No hay dudas de que las redes sociales están muy presentes en nuestro día a día. Son plataformas que llevan con nosotros bastantes años, pero que en los últimos tiempos han cambiado bastante, buscando continuamente la viralidad, el llegar a más usuarios al ofrecer contenido que realmente se adapte a cada persona, en función de sus gustos y hábitos. Esto puede ser algo adictivo y así lo ha declarado un jurado de Los Ángeles.
Se trata de un hecho histórico y que puede sentar un precedente importante. Podría llegar a cambiar el funcionamiento de las redes sociales, como indican desde la CNN, medio estadounidense. Todo llega después de una denuncia puesta por una madre y su hija contra los gigantes tecnológicos, los cuales habrían inducido a la joven, ahora de 20 años, problemas mentales e incluso ideas suicidas. Hace un mes, Mark Zuckerberg, CEO de Meta, tuvo que testificar sobre el efecto de las redes sociales en menores.
Las redes sociales, responsables en un histórico juicio
Este juicio histórico, conocido como el caso «K.G.M. v. Meta Platforms», ha tenido lugar en Los Ángeles, Estados Unidos. Kaley, una joven californiana, demandó junto a su madre a algunas de las grandes plataformas, como Meta, Google, Snap y TikTok, acusándolas de haberla enganchado durante su infancia. Esto provocó problemas mentales, como ansiedad, dismorfia corporal o incluso ideas suicidas.
En primer lugar, hay que indicar que Snap y TikTok llegaron a un acuerdo extrajudicial. Por tanto, el jurado únicamente ha declarado responsables a Meta (matriz a la que pertenecen Instagram o Facebook) y a Google (YouTube). Según este jurado, tanto Meta como Google fueron negligentes a la hora de diseñar sus plataformas, ya que eran conscientes del peligro que podrían causar y no advirtieron del daño que podrían provocar en los usuarios más jóvenes.
El jurado otorgó 3 millones de dólares en concepto de daños y perjuicios, aunque pueden sumarse hasta 3 millones más por daños punitivos. A Meta le corresponde la mayor parte de esa cantidad (2,1 millones, frente a 900.000 dólares de Google). Como era de esperar, los abogados de las grandes tecnológicas utilizaron sus argumentos defensivos, pero finalmente no fueron tenidos en cuenta para la decisión final. Según explica el diario The Guardian, Meta y Google ya han anunciado que van a apelar. Aún queda recorrido y podemos ver cambios importantes en la decisión final.
¿Veremos cambios en las redes sociales?
Esto puede marcar un antes y un después.
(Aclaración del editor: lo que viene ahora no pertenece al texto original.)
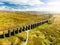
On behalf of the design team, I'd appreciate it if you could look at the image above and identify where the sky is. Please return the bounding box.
[0,0,60,13]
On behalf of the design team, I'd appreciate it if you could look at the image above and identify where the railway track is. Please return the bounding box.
[0,20,48,38]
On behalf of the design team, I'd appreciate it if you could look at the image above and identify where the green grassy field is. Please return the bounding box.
[28,15,60,45]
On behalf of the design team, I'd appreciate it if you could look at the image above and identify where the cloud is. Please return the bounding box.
[0,0,60,12]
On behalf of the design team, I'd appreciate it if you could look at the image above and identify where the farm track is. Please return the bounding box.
[0,20,48,38]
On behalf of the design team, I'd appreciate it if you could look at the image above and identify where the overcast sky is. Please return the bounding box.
[0,0,60,12]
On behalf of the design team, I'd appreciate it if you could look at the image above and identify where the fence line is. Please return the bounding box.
[0,20,48,38]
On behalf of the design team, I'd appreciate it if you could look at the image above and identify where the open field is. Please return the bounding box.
[0,12,49,45]
[0,12,48,30]
[28,15,60,45]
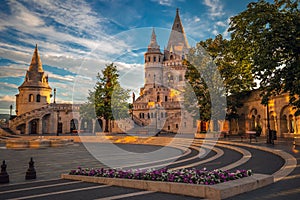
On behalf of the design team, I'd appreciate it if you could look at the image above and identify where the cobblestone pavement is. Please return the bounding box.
[0,135,300,200]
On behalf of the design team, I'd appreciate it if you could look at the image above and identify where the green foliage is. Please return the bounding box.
[80,63,129,132]
[184,43,226,125]
[229,0,300,114]
[185,35,255,124]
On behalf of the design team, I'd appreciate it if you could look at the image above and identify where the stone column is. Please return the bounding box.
[25,121,29,135]
[92,119,96,133]
[77,119,82,133]
[37,118,43,134]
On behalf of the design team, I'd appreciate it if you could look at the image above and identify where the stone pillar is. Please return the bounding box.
[25,121,29,135]
[37,118,43,134]
[77,119,82,133]
[92,119,96,133]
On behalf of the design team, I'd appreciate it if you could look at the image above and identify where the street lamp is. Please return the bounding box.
[56,110,59,136]
[9,105,13,117]
[53,88,56,103]
[267,98,274,144]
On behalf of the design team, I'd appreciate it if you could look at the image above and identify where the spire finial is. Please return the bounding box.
[29,44,43,72]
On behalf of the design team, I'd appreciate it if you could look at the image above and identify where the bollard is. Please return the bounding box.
[0,160,9,183]
[25,157,36,180]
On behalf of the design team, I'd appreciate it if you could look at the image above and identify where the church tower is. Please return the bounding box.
[163,8,190,90]
[164,8,190,60]
[16,45,52,116]
[144,29,163,90]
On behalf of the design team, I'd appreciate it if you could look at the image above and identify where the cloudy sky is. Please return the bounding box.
[0,0,268,113]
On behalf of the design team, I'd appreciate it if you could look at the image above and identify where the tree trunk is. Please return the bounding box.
[104,119,109,133]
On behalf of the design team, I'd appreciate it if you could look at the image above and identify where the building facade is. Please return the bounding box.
[9,9,300,137]
[133,9,196,133]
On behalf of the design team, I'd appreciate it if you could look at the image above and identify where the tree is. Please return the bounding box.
[184,43,226,128]
[80,63,129,132]
[229,0,300,115]
[185,35,255,129]
[199,34,256,119]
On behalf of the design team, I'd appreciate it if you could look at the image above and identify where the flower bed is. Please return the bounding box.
[69,167,252,185]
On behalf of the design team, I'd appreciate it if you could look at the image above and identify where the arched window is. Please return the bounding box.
[178,74,182,81]
[36,94,41,102]
[28,94,33,102]
[289,115,295,133]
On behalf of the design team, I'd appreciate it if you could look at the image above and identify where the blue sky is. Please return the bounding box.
[0,0,270,113]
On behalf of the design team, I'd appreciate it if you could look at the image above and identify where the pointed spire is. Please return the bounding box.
[19,45,51,89]
[29,44,44,72]
[149,28,158,47]
[148,28,160,52]
[167,8,189,54]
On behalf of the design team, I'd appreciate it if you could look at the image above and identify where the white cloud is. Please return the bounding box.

Más aún, tras estos últimos meses en los que ha habido un gran debate sobre el uso de redes sociales en menores de edad. Países como Reino Unido o Australia, ya han impuesto límites. Otros, están en camino. La facilidad con la que cualquier menor puede acceder a plataformas como YouTube, Facebook o TikTok, hace que los gobiernos se replanteen fórmulas para limitarlo.
Principalmente, es muy probable que veamos cambios próximamente en relación a los menores de edad y en cómo ven este tipo de plataformas. El algoritmo está diseñado para atrapar al usuario, para que permanezca más y más tiempo en estas redes sociales. En muchos casos, consumiendo contenido que puede ser nocivo para su salud mental. El efecto del «scroll infinito», es una de las razones por las que estas plataformas tan populares pueden llegar a ser adictivas.
De momento, este ha sido uno de los varios juicios pendientes de este tipo que hay en Estados Unidos. Habrá que esperar y ver si realmente esto sienta un precedente y vemos cambios importantes en redes sociales que usamos diariamente, como Instagram, Facebook, TikTok o incluso YouTube. Además, al haber sido declarados responsables Meta y Google, puede invitar a otras personas a poner también demandas. ¿Veremos algo similar en Europa?
Está claro que las redes sociales juegan un papel fundamental en el día a día de muchas personas, tanto para lo bueno, como también lo negativo. Pueden ser muy útiles para buscar información, entretenimiento o mantener el contacto con amigos y familiares, pero también ser un lugar tóxico, donde los usuarios pueden formar parte de un algoritmo que solo genera crispación, odio o incluso problemas de salud mental, como alertan muchos expertos.